Endangered salt marsh harvest mouse, San Pablo Baylands. Judy Irving © Pelican Media

The story of the salt marsh harvest mouse is the story of the San Francisco Bay wetlands – once abundant, now extremely scarce due to human development and increasingly at risk from sea level rise. But we can save both the salt marsh harvest mouse and our Bay wetland ecosystem if we act now.

Meet the “salty”

Salt marsh harvest mice, known as “salties” to their many fans, live only in the tidal marshlands of the San Francisco Bay. They are highly adapted to this challenging environment – they can drink salt water, and their diet consists primarily of salty marsh vegetation like pickleweed (seen in the photo shown here) and saltgrass. Salties are tiny compared to most rodents – only about three inches long – and weigh a fraction of an ounce. Their thick brown fur keeps them warm during wet winters in the marshlands, and when high tides flood their marshy habitat, they are adept at climbing up to the top of a patch of pickleweed to escape the rising waters.
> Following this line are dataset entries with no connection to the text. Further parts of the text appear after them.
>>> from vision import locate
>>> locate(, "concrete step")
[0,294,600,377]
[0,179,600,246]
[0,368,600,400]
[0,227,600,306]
Salties were one of the first species to be listed as endangered in the early 1970’s, and they remain endangered today. Habitat loss is the biggest problem. San Francisco Bay has lost over 90% of its historic wetlands due to filling in for development and diking to create salt ponds. This species, like many others, can’t thrive on isolated patches of habitat – they need large areas that are connected to each other so they don’t inbreed.

Sea level rise poses a particularly acute problem for wetland species. As tidal marshes become flooded more frequently, salties will be forced to spend more and more time avoiding or escaping from these rising waters. Salties construct nests on the ground for their young, and when those nests are flooded, the babies may not survive. Rising seas also mean marshland habitat will gradually shrink, except in the rare locations where marshland vegetation can migrate further inland.

How can we save the salty?

The top priority for salt marsh harvest mouse survival is to restore as many acres of Bay tidal marshland as possible, while protecting existing marshland from development and other threats. The South Bay Salt Pond Restoration Project, which is restoring large areas of salt ponds (former wetlands that were diked off for salt production), is a big step towards this goal, but much more is needed.

Green Foothills, together with many other environmental organizations, for years has been calling for the protection and restoration of the Cargill salt ponds in Redwood City. The 1400+ acres of former wetlands owned by Cargill at this site would be a significant addition to the Don Edwards Wildlife Refuge and other Bay wetlands. Restoration of the Cargill salt ponds would not only benefit the salt marsh harvest mouse and other wildlife, it would help protect the residential areas next to the Cargill site from sea level rise.

The salty is a survivor. Despite losing over 90% of its former habitat and facing increasing threats today, this species is still here. When you go for a walk on a trail in the Don Edwards Wildlife Refuge, Bair Island, Ravenswood Open Space Preserve, or somewhere else with plenty of healthy tidal marsh habitat, there may be a salty hiding underneath the pickleweed not too far from you. If we take action now, we can still save the salty.